McGee v. State

On Motion for Rehearing.

Appellant’s attorney files his affidavit accompanying his motion for rehearing, seeking to show diligence in having filed his statement of facts and bills of exceptions within the time allowed by law and the order of the court.

[2,3] This affidavit, in substance, shows that Judge Oxford held one week of the term of Judge Swayne’s court in Ft. Worth, at which time this case was tried. It further shows that Judge Oxford left Ft. Worth and went to his home immediately after the overruling of his motion for a new trial and his notice of appeal, etc.; that within ten days thereafter he prepared his three bills of exception, and within a very short time thereafter ordered and requested the official stenographer to make out a statement of facts. The affidavit does not state when the statement of facts was made out. The statement of facts with the record contains not quite 36 pages in typewriting. Of course, we know, and every one knows, that such a statement of facts could have been made out within a very few days.

The afiidavit further shows that appellant awaited the return of Judge Swayne, showing that he was sick, out of the state, and absent for several weeks thereafter. It seems from the affidavit that appellant’s attorneys depended on getting his bills of exceptions and statement of facts approved by Judge Swayne; that, even after waiting these several weeks for Judge Swayne’s return, he did not see him to get him to pass on these documents for some time after his return. Under the law Judge Swayne, not having tried the ease, could have approved neither the statement of facts nor bills of exception, under both the statute and the decisions. Richardson v. State, 71 Tex. Cr. R. 111, 158 S. W. 517, and many other cases.

The affidavit further shows that it was not until some time after Judge Swayne’s return, the time not definitely stated, that he even saw Judge Swayne and was told by him that, as he had not tried the case, he preferred that Judge Oxford act on these papers; that he attempted to find Judge Oxford or get the papers to him. The whole affidavit shows such a lack of diligence that, under no authority, can we consider the statement of facts or bills of exception. There are a great many decisions of this court holding that, under such circumstances as shown herein, this court cannot, and will not, consider either the statement of facts *310or bills of exception. We cite only a comparatively few of them. Turner v. State, 22 Tex. App. 42, 2 S. W. 619; Henderson v. State, 20 Tex. App. 304; Bryant v. State, 35 Tex. Cr. R. 395, 33 S. W. 978, 36 S. W. 79; Bell v. State, 31 Tex. Cr. R. 521, 21 S. W. 259; Riojas v. State, 36 Tex. Cr. R. 182, 36 S. W. 268; George v. State, 25 Tex. App. 229, 8 S. W. 25; Monk v. State, 38 Tex. Cr. R. 602, 44 S. W. 158; Dennis v. State, 41 Tex. Cr. R. 160, 53 S. W. 111; Adams v. State, 60 S. W. 255; Shaffer v. State, 65 S. W. 1072; Ashman v. State, 74 S. W. 317; Murphy v. State, 45 S. W. 719; Bracy v. State, 49 S. W. 598; Farris v. State, 26 Tex. App. 107, 9 S. W. 487; Aistrop v. State, 31 Tex. Cr. R. 467, 20 S. W. 989; Jones v. State, 163 S. W. 75; Gowan v. State, 73 Tex. Cr. R. 227, 164 S. W. 6; Laws v. State, 73 Tex. Cr. R. 287, 164 S. W. 1015.

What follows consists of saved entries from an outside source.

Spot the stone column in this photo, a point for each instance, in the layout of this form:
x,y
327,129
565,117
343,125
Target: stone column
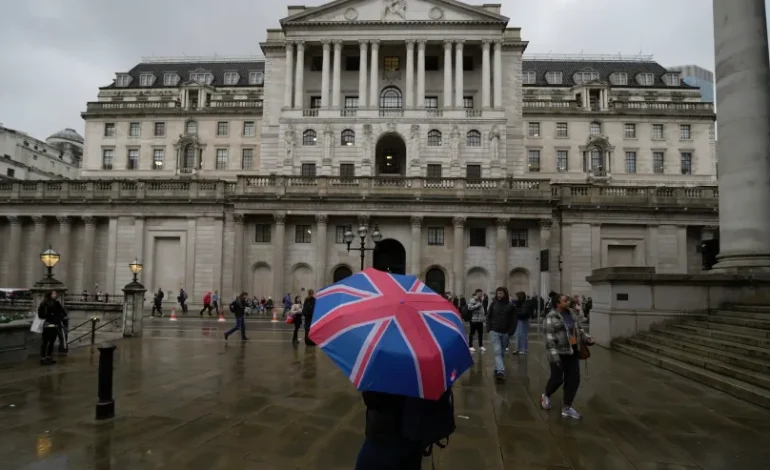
x,y
374,81
420,98
325,73
498,74
299,80
459,92
501,254
320,249
278,256
336,85
416,222
458,259
363,45
485,70
447,73
743,100
409,74
287,92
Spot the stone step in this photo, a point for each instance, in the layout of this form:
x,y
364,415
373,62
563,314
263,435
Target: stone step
x,y
711,351
704,362
736,388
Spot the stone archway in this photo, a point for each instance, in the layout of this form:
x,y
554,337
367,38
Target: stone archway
x,y
390,155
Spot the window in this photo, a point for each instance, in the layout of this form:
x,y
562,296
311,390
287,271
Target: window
x,y
347,170
562,161
519,238
348,137
657,132
107,156
392,64
262,233
434,138
478,236
473,139
473,172
247,159
221,159
435,236
302,234
528,78
434,170
308,169
309,137
658,159
132,162
553,78
534,160
630,162
157,159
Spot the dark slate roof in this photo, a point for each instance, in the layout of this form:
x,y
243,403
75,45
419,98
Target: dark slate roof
x,y
183,69
604,67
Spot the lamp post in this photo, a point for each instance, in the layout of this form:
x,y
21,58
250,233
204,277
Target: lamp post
x,y
362,233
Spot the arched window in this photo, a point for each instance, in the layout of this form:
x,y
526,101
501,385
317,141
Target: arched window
x,y
309,137
391,98
434,138
348,137
473,139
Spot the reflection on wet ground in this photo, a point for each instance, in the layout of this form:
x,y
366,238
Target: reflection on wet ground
x,y
186,399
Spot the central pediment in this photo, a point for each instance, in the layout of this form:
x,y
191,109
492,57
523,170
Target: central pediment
x,y
389,11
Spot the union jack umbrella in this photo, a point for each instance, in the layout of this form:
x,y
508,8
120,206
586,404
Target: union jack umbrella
x,y
390,333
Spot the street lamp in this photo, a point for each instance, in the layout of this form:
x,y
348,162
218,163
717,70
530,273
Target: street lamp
x,y
362,233
49,258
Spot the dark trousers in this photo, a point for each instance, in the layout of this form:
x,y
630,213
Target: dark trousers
x,y
477,327
240,324
568,374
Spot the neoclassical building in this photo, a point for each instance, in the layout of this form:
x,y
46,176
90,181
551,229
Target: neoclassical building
x,y
480,167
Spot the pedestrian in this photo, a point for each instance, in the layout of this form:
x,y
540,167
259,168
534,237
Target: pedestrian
x,y
476,310
499,319
563,337
51,312
307,312
238,307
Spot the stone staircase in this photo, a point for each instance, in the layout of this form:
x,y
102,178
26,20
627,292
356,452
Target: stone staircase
x,y
728,350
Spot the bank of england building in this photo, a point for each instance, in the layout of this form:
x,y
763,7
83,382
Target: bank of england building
x,y
421,119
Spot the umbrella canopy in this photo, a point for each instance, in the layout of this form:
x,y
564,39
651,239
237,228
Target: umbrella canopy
x,y
390,333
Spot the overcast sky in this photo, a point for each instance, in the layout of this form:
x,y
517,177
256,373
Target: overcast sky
x,y
56,53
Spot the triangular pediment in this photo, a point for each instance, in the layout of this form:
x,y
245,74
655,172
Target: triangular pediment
x,y
352,11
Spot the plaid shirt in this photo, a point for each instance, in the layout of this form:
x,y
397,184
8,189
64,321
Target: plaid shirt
x,y
557,337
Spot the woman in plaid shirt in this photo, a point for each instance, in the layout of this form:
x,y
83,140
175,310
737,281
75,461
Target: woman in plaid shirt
x,y
562,337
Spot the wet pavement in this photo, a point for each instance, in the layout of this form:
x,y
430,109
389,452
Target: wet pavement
x,y
185,399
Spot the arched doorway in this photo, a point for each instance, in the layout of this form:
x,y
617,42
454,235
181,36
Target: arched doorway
x,y
436,280
391,155
341,273
390,256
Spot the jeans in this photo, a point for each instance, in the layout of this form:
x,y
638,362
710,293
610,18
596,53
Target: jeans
x,y
240,324
499,343
522,340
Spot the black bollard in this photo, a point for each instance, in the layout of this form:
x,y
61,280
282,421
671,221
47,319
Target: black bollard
x,y
105,407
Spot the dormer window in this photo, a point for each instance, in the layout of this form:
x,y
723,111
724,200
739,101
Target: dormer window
x,y
553,78
646,79
619,78
231,78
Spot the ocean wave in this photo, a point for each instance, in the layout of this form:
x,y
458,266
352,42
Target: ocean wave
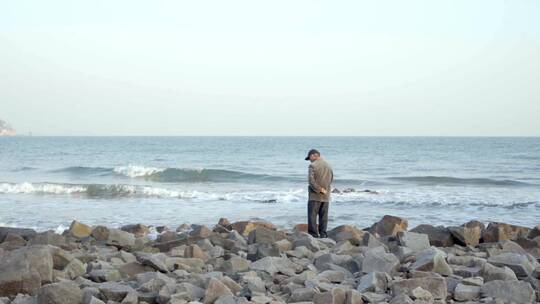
x,y
174,175
455,181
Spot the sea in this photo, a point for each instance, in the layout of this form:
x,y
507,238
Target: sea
x,y
47,182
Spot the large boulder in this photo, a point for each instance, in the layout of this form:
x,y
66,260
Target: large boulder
x,y
245,227
389,226
273,265
65,292
432,259
79,230
25,233
215,290
120,239
415,241
468,234
436,286
138,230
519,263
24,270
346,233
263,235
439,236
509,291
377,259
496,232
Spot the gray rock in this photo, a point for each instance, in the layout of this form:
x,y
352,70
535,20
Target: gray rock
x,y
510,291
113,291
373,282
377,259
439,236
436,286
519,263
415,241
120,239
491,273
302,295
215,290
465,292
60,293
24,270
389,226
334,296
274,265
432,259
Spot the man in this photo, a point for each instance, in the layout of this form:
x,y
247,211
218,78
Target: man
x,y
320,178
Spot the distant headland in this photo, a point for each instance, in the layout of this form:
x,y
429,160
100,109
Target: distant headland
x,y
6,129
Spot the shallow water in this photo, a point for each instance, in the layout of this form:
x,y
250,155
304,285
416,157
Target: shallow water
x,y
45,182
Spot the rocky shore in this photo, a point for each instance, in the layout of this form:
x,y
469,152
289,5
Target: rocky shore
x,y
255,262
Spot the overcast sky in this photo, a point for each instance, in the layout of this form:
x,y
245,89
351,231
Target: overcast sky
x,y
271,67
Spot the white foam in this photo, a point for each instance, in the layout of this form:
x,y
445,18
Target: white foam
x,y
26,187
137,171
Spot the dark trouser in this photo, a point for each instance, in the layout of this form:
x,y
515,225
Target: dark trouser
x,y
320,209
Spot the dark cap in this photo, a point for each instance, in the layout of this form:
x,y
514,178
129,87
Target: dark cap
x,y
312,151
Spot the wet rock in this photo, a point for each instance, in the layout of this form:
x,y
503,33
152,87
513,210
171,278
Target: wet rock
x,y
496,232
120,239
138,230
273,265
245,227
24,270
25,233
389,226
415,241
438,236
346,233
60,293
509,291
432,259
334,296
468,234
262,235
79,230
100,233
436,286
465,292
215,290
377,259
519,263
373,282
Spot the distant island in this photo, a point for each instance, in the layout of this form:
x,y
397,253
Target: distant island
x,y
6,129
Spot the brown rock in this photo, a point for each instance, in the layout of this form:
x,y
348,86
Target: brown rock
x,y
496,232
389,226
468,234
137,229
245,227
79,230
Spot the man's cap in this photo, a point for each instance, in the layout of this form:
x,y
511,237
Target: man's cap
x,y
312,151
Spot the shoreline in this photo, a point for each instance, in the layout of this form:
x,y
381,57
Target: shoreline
x,y
258,262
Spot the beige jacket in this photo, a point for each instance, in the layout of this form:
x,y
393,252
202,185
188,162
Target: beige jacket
x,y
320,176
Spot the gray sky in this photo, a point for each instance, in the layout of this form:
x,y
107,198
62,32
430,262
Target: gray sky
x,y
271,67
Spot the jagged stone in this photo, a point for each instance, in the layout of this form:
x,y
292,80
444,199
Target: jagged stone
x,y
438,236
377,259
519,263
415,241
60,293
389,226
510,291
215,290
79,230
432,259
496,232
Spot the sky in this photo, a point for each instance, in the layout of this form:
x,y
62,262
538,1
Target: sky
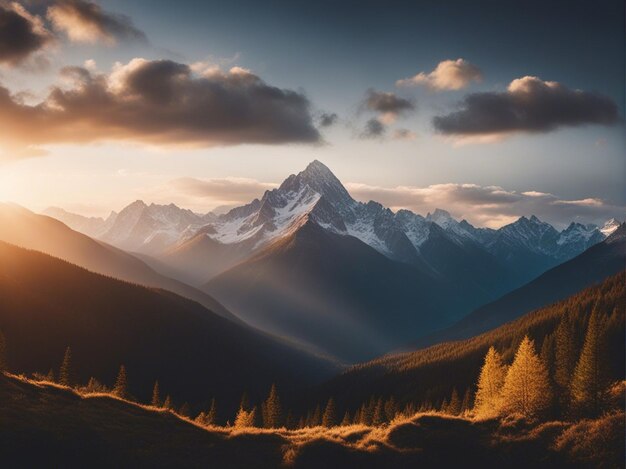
x,y
489,109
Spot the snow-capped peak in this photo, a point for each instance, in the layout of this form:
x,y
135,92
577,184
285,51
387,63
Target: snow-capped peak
x,y
609,227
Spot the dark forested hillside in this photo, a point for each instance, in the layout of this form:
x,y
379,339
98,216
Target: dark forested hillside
x,y
430,375
590,267
47,305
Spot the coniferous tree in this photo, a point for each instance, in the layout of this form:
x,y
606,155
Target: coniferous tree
x,y
94,386
200,418
547,353
245,418
564,357
329,419
390,409
66,372
490,383
156,395
590,380
454,406
526,388
3,353
211,415
290,420
466,404
121,383
272,415
185,410
443,407
244,403
378,417
316,417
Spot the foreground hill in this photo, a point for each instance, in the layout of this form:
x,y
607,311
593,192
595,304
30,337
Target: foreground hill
x,y
50,426
329,291
428,376
590,267
47,304
42,233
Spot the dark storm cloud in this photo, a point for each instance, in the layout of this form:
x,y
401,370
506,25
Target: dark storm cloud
x,y
21,34
387,104
160,102
85,21
328,119
528,105
373,129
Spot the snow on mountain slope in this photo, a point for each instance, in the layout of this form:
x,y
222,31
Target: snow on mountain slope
x,y
316,194
609,227
151,228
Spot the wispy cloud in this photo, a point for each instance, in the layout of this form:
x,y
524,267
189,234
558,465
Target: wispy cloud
x,y
528,105
491,206
448,75
84,21
159,102
23,36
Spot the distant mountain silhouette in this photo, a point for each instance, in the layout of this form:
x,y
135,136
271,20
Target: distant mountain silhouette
x,y
430,374
590,267
24,228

However, we will state that we have examined each of appellant’s three bills of exceptions and have read carefully the statement of facts. The evidence clearly establishes appellant’s guilt if we could consider the statement of facts. Neither of his bills of exceptions would present any error authorizing a reversal if we could consider them, so that in no event could this court have done otherwise than affirm this case. The motion is overruled.

DAVIDSON, J., not present at consultation.